A collar on FUN is the collar strategy applied to FUN (stock). The strategy is structurally neutral (protective): A collar pairs long stock with a protective out-of-the-money put financed by a short out-of-the-money call, capping both tails of the position around the current spot. With FUN stock trading near $20.16, the strikes shown on this page are snapped to the nearest listed FUN chain strike and the premiums come straight from the end-of-day bid/ask midpoint.
How are FUN collar max profit and max loss calculated?
Max profit roughly equals short-call strike minus cost basis plus net premium; max loss roughly equals cost basis minus long-put strike minus net premium. Breakeven shifts by the net premium. For the FUN collar priced from the end-of-day chain at a 30-day expiry (ATM IV 68.10%), the computed maximum profit is unbounded per contract and the computed maximum loss is unbounded per contract. Live intraday quotes will differ as the chain moves through the trading session.
What is the breakeven for a FUN collar?
The breakeven for the FUN collar priced on this page is no defined breakeven on the modeled curve at expiration, derived from end-of-day chain premiums.
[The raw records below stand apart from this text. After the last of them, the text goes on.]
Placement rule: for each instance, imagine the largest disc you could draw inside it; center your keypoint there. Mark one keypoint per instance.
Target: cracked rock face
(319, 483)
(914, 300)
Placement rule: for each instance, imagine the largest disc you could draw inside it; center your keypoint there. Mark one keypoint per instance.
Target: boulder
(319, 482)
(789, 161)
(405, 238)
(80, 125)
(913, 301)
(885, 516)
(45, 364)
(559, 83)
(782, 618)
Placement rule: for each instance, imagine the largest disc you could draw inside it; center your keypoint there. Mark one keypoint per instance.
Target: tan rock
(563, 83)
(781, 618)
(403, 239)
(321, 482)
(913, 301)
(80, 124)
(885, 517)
Breakeven is the underlying price at which the strategy's P&L crosses zero ignoring transaction costs and assignment risk. The current FUN market-implied 1-standard-deviation expected move is approximately 19.52%; if the move sits well outside the breakeven distance, the structure's risk-reward becomes correspondingly tighter.
When should you consider a collar on FUN?
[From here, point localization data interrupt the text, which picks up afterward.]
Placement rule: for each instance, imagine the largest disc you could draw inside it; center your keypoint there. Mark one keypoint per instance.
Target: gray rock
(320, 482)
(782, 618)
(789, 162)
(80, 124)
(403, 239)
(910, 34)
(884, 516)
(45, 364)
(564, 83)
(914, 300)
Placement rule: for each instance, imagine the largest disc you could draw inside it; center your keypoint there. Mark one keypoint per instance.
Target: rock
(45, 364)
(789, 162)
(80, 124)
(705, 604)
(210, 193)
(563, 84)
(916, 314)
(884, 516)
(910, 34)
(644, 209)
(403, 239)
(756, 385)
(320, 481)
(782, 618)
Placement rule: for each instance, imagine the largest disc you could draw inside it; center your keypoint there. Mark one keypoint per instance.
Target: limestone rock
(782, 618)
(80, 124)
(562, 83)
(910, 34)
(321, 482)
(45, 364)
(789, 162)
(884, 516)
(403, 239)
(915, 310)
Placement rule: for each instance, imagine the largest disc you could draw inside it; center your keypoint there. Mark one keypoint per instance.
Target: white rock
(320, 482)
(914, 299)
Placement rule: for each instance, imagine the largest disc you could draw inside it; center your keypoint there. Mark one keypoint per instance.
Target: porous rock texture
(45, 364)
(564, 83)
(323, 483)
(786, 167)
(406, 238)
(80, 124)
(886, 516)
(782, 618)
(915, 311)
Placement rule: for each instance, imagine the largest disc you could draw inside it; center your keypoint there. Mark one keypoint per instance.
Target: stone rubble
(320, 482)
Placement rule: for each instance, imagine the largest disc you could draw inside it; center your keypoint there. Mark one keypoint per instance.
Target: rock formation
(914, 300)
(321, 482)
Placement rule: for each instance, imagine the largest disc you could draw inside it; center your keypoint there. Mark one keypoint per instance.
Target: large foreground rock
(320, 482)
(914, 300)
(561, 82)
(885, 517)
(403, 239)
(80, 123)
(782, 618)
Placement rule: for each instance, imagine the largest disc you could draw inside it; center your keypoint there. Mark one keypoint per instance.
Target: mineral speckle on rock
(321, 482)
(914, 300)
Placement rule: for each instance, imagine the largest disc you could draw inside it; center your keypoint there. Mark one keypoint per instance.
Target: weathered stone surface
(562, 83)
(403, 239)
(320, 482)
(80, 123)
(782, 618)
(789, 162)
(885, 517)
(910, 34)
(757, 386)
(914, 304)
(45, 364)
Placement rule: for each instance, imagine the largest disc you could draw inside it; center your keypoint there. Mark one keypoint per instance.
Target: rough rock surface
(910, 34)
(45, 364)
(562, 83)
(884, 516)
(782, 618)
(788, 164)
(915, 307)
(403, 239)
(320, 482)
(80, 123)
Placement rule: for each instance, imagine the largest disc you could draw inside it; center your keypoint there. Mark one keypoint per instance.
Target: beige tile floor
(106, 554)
Collars on FUN hedge an existing long FUN stock position; the long put sets a floor while the short call finances it, often run as a near-zero-cost hedge during expected volatility windows.
How does current FUN implied volatility affect this collar?
FUN ATM IV is at 68.10% with IV rank near 46.48%, which is mid-range against its 1-year history. Strategy selection depends more on directional thesis and expected move than on a strong IV signal.